The problem of course is that my parents believed in the Boy Scouts and the shirt was an affront to everything they claimed to stand for (it took years for me to understand how offensive the shirt was to them). It turned out that my parents had the same faith in the power of Scouting that Gov. Rick Perry does. They believed in Boy Scouts and Girl Scouts. They worked with Boy Scouts and Girl Scouts. They organized Pinewood derbies for Cub Scouts. The organized Girl Scout cookie sales. They had God and country and Order of the Arrow faith. Oaths, laws and closets faith. Eagle Scout faith. Faith in uniforms and ceremonies involving flags. Blind faith. Maybe they believed that if I had been a better Scout, I would never have found my way to the woman with the naturally curly hair. Whatever it was, my Boy Scout shirt set them off. The problem is that generally I have no more faith in the Boy Scouts than I do in anything else. My parents looked at me in that shirt and finally saw the anti-Scout I had become.

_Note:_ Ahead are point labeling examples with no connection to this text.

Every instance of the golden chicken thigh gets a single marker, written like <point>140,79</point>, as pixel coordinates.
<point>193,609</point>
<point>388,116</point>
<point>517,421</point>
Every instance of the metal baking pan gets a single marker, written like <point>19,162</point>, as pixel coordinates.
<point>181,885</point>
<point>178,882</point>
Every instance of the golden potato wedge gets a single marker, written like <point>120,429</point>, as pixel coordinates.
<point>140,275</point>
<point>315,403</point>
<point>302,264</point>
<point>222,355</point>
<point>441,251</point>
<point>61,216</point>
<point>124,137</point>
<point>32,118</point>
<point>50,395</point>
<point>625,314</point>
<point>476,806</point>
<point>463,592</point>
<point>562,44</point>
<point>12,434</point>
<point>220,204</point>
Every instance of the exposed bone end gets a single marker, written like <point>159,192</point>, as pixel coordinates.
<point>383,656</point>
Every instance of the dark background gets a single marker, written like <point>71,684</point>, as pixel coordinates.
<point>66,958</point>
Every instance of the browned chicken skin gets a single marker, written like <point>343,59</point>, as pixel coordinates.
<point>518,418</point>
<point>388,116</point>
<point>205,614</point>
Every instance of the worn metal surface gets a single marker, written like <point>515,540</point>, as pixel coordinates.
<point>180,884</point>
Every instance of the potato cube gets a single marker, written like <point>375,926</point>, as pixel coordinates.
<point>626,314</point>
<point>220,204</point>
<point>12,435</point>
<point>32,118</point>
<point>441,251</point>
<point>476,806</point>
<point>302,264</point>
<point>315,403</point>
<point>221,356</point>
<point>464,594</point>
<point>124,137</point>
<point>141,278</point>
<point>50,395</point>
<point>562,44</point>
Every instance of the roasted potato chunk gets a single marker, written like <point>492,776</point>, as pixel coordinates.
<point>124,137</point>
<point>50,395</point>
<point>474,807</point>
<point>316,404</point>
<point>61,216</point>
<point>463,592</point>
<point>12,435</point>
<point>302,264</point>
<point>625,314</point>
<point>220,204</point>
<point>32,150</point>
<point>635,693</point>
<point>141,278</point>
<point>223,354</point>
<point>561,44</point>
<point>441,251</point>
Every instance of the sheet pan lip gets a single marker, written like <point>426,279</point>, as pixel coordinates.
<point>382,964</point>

After that the weekend did not go well. My mother swung between being rude, confrontational and non-communicative. My father backed her up (they always backed each other up, a habit among the long-married) and never hinted she might be drinking a bit on the sly. My sister turned overly polite, but it was a grim and accusatory politeness and she wasn't nice about it. Nobody mentioned that shirt to me the whole weekend. They took it out on the curly haired woman of my dreams instead. Perhaps they blamed her for turning me into the anti-Boy Scout (she didn't). Perhaps they blamed her for the fact that they finally saw me for what I had grown up to be. But that shirt was so powerful it even made my mother believe the woman of my dreams' naturally curly hair was really unnaturally curly (something she pointed out to me with a purse-lipped puff of distinctly southern thoroughgoing womanly disdain that Yankee women cannot even approximate much less fathom; in fact, my mother took advantage of my love's Yankee-ness; the South is a game with more rules than any Yankee girl can ever learn -- and my curly haired love didn't even know she was playing). The hair in question was and is naturally curly, of course, and I have never yet figured out where my mother's accusation came from or why it was so important. My only guess is that my mother thought I was being deceived by unnaturally curly hair and if I would fall for that, no telling how this woman was deceiving me otherwise and what sort of ruin I was in for. It was a sort of fake curls = real danger equation that I never figured out (my mother had an irrational and unexplained hatred of country singer Loretta Lynn that I never understood either), but that I have sometimes witnessed in bars. And it could be that my mother's secret relationship with the beer in my brother-in-law's well-stocked refrigerator for several days contributed to the problem. The problem of the offending shirt came up much later, years later, when they all thought everything had been forgiven and forgotten. It never really was. I am not much of a forgiver or forgetter. I never laughed about it and none of them came to my wedding to the curly haired woman of my dreams. I considered it a fair trade.
Gov. Rick Perry is a 58-year-old Boy Scout. A grownup Boy Scout is a frightening thing. A boy is a terrible thing to waste.
The Boy Scout monument in Washington, D.C. What were they thinking? The Boy Scouts say. "Be prepared." Good advice. But Satchel Paige said: "Don't look back. Something may be gaining on you." Even better advice. What Texas Gov. Rick Perry says doesn't really matter.